Reef porosity is extremely variable and follows no particular pattern versus depth. The biolithic zones, or reef core, will normally be the most porous. All three usual rock types, biolithite, calcarenite (fore reef), and calcilutite (back reef) may develop porosity in the form of vugs, fractures, and dolomitization. Porosity curve shapes are therefore not very predictable, but the gamma ray will be cylindrical. The SP usually will not have a meaningful shape due to the effect of nearby impermeable carbonates.

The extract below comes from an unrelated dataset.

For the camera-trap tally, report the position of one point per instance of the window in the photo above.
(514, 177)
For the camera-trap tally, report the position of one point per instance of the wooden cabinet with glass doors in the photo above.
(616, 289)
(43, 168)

The percentage of dolomite can be determined by porosity log crossplots and calcarenite (limestone matrix) can be distinguished from calcilutite (quartz/chert matrix) in the same manner.

 Turbidite Slumps
Density or turbidity currents, caused by suspensions of mud and sand that periodically travel downslope along the sea bottom, are the principal mechanism for transport of silt and sand into deep water basins. The deposits are called turbidites in North America but are usually called Bouma deposits in Europe. These currents result in thick sequences of marine terrigenous sediments consisting mostly of cyclical interbedded shale and argillaceous, poorly sorted sandstones. Most of the sandstones exhibit graded bedding and evidence of scouring.

Sedimentary model in deep water turbidite sand environment

Turbidite deposits can be tabular, elongate, or fan shaped. Individual sand beds are poorly sorted, but the upward fining of grain size produces roughly bell shaped log curves for each cycle of deposition. Rhythmic alternation of graded beds with shales produces a stacking of numerous similar curve shapes.

A characteristic of turbidites, in spite of being a high energy deposit, is the absence of appreciable cross-bedding. Dipmeter results will therefore show little variation from structural dip, and will not be very helpful in defining sand body geometry. Below are LOC DIP results for a sand turbidite sequence and another from a carbonate turbidite.

Sedimentary model in deep water turbidite sand environment

Turbidites deposited in deep marine basins may be interbedded with muds which can be hydrocarbon source rocks. However turbidite sands do not generally make good reservoirs because poor sorting and clay matrix inhibit porosity and permeability. The thin bedding of turbidite sands and the intervening shales make reservoirs numerous, but thin and disconnected.